How to test the accessibility stack:

  1. Make sure at-spi2-core, at-spi2-atk, pyatspi are installed
  2. Turn accessibility support on, with the command
gsettings set org.gnome.desktop.interface accessibility false
  1. Log in again
  2. Use the 'Universal access' menu in the system status area to turn various accessibility technologies on and off
  3. Verify that accessibility technologies work as expected
  4. Bring up the Universal Access settings, and make various changes
  5. Verify that the changes take effect

How to test fallback:

  1. Use a system with supported graphics card
  2. Log in to a GNOME session
  3. Verify that you end up with gnome-shell
  4. Switch to a system with a graphics card on which we don't have 3d support (e.g. a VM)
  5. Log in to a GNOME session again
  6. Verify that you end up with the 'classic GNOME' desktop

User Experience

The user experience (on supported hardware) will be defined by gnome-shell.

Accessibility tools will work as well as (or hopefully better than) they used to. The onscreen keyboard will no longer be gok, but caribou, which may offer a slightly different user experience.

Dependencies

  • gnome-shell uses clutter, which relies on 3D hardware and drivers. In F13, the shell is known to work ok with Intel and ATI graphics, and work somewhat with the nouveau driver for NVidia graphics. For F14, we want the shell to work well with all three of
    • xorg-x11-drv-ati
    • xorg-x11-drv-intel
    • xorg-x11-drv-nouveau
  • Any packages that install modules for gtk2 (such as image loaders, input methods or theme engines) need to do extra work to make their functionality available to gtk3 too.
  • The libnotify 0.7.0 version removes some APIs that were available in 0.6. All packages that use libnotify to show notification bubbles and attach them to status icons will need some (minor) updates. (mostly done in rawhide)
  • The GDesktopAppInfoLookup extension mechanism has been removed from GIO. It now determines default handlers by looking for x-scheme-handler mimetypes (see recent xdg-list discussion about this). Only very few packages in other GTK+-based desktops are affected by this.
  • To make default applications work, applications need to add suitable x-scheme-handler entries to the mimetype field in their desktop files. (mostly done in rawhide)

Contingency Plan

If gnome-shell is not complete or stable enough, keep it experimental and stay with 'classical GNOME' as the default.

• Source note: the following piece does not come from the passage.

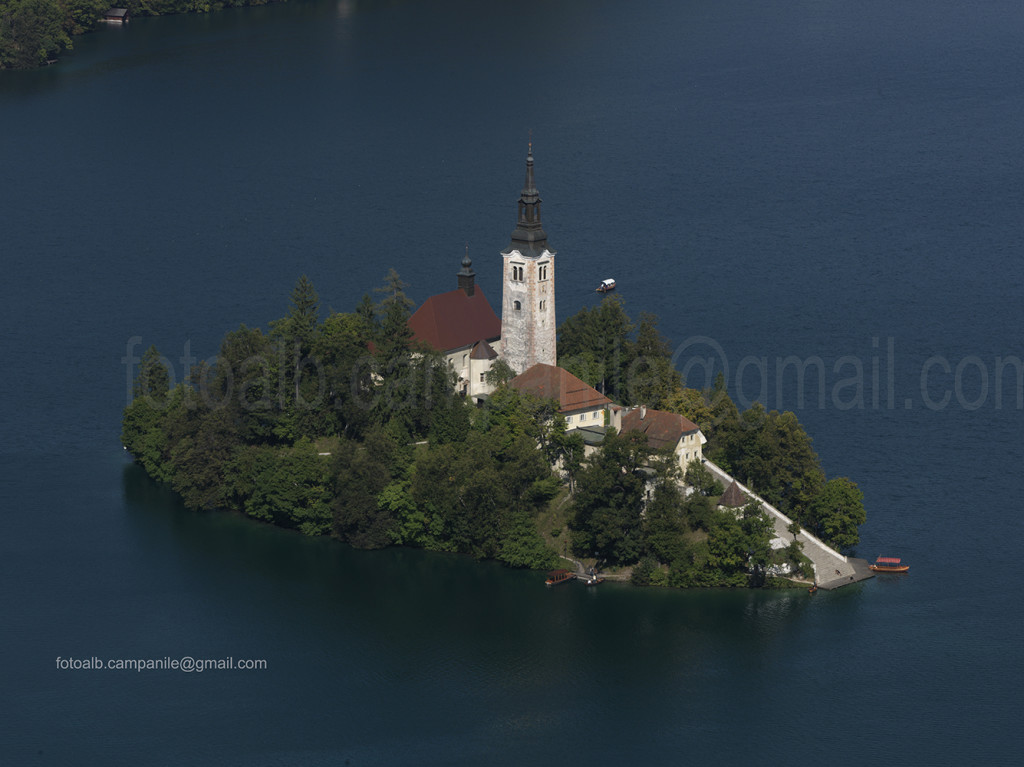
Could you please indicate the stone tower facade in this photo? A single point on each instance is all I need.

Users will still be able to try the shell manually, just like in F12 and F13.

If the dbus-based accessibility stack is not sufficiently functional, we switch back to the CORBA-based stack.

Applications can be ported from GConf to dconf and from gtk2 to gtk3 one-by-one, so if the porting work is not complete (and it is very unlikely that it will be), we can just ship with some applications using the new technology, while others still use the old one.

Documentation

Release Notes

  • Fedora 15 includes GNOME3. It brings the first major overhaul of the GNOME user experience in 10 years.